Sign ordinances are nearly ubiquitous – they exist to help promote traffic safety and aesthetics, maintain property values, and avoid unnecessary clutter. In 1999, Fayette County, Georgia, adopted an ordinance that restricted the size and number of non-commercial signs a person could put in their yard to one sign of no more than six square feet.
Curtis Coffey, a resident of Fayette County, found these restrictions to be unfair – elections tend have multiple candidates running in multiple races, and the ordinances made it impossible for Coffey to put multiple signs in his yard without being issued citations for a violation. So in July 2004, he asked for the assistance of Webb, Klase & Lemond, specialists in free speech signage cases, to fight against these First Amendment limitations.
The case made its way to the Georgia Supreme Court twice, where the justices unanimously found that the restrictions in Fayette County were unconstitutional. If the county wanted to promote traffic safety, it must use the least restrictive means possible while carrying the burden of proving its restrictions are needed. Webb views the decisions as “groundbreaking,” as they have been applied to other speech limitations beyond sign ordinances.
“It all depends on what type of society you want to live in,” says Webb. He compares the example of a city with the one-sign restriction to a city where residents can support multiple candidates in several races. “That’s something we believe should be embraced and encouraged, not squashed,” Webb says
Beyond First Amendment litigation, the attorneys at Webb, Klase & Lemond also fight against corporate injustices through class action suits. Of the $30-40 billion in overdraft fees charged by banks each year, a substantial amount result only because of banks’ improper transaction practices. For the wealthy, an overdraft fee is something they rarely face and nothing more than an inconvenience if they do. But for the poorest members of society – the ones who are most likely to be charged – it can mean serious financial trouble. One fee can begin a spiral of fees that quickly swallows an entire paycheck.
Starting in 2007, Webb, Klase & Lemond began filing class action suits against predatory banks. By basing their argument in part on breaches of the covenant of good faith and fair dealing, the firm was able to overcome the banks’ self-serving contracts. They teamed with other firms in MDL 2036 (In re Checking Account Overdraft Litigation) and have so far been able to recover over $1 billion dollars for class members, which has been returned to customers automatically, with no claims process.

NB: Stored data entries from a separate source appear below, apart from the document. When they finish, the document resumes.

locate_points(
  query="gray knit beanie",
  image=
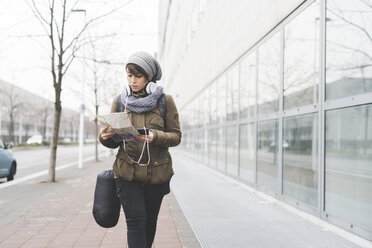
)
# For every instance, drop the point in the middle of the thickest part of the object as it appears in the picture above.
(148, 63)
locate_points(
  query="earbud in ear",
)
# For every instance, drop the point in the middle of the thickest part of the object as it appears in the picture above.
(151, 87)
(127, 90)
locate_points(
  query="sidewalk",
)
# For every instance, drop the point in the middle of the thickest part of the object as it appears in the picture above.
(225, 213)
(37, 214)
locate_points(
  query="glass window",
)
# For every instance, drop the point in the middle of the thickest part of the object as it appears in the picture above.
(348, 47)
(213, 102)
(221, 148)
(2, 145)
(232, 150)
(348, 170)
(267, 154)
(222, 95)
(300, 158)
(198, 108)
(247, 152)
(269, 75)
(301, 59)
(206, 106)
(248, 87)
(204, 134)
(212, 143)
(233, 94)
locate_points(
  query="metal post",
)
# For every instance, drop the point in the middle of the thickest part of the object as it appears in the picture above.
(20, 129)
(1, 120)
(82, 107)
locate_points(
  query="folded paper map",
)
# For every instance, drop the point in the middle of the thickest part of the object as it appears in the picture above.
(119, 123)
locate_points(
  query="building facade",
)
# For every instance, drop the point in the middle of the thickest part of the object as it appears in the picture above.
(278, 95)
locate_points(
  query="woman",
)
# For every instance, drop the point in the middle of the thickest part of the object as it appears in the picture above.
(142, 173)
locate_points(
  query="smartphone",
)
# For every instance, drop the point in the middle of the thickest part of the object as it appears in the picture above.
(143, 131)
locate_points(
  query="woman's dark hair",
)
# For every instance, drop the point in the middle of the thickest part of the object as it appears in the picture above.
(136, 70)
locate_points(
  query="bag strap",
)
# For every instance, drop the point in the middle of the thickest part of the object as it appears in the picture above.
(119, 105)
(162, 105)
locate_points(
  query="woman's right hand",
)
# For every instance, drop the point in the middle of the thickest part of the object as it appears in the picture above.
(104, 134)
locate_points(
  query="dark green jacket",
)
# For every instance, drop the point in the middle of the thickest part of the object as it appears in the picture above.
(160, 168)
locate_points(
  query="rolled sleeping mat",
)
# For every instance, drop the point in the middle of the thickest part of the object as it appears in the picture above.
(106, 205)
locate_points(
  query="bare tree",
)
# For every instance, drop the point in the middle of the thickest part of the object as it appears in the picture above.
(62, 54)
(13, 103)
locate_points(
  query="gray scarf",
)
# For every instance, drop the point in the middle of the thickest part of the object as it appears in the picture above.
(144, 104)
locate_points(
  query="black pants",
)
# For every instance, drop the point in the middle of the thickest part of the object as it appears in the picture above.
(141, 205)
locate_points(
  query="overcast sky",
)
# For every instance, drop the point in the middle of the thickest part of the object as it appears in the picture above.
(24, 45)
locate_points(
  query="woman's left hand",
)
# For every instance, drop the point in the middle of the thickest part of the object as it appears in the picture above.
(143, 137)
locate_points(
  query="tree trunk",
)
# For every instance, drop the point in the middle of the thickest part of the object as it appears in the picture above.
(97, 133)
(11, 128)
(54, 141)
(96, 123)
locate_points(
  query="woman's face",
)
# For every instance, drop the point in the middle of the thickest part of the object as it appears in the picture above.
(136, 81)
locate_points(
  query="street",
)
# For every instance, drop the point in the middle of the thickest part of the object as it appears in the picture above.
(36, 159)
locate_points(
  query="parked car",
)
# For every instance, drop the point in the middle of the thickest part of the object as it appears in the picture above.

Webb thinks that a lot of the firm’s success in arguing cases for consumers and citizens alike comes from the firm’s innovation: they work tirelessly to figure out a case from new angles, which allows them to find innovative legal grounds for proceedings. Using these strategies, Webb, Klase & Lemond have helped secure hundreds of millions of dollars for people who have been victimized by abuses of power.
If there’s one common misconception about their consumer work they wish they could clear up, it’s the idea that trial lawyers are only in it for the money, especially when it comes to class actions. “[We’re] willing to go out and spend an enormous amount of time and money, wage battles that sometimes last a year, several years, or even a decade to obtain recovery,” Webb says. That’s dedication to their cause.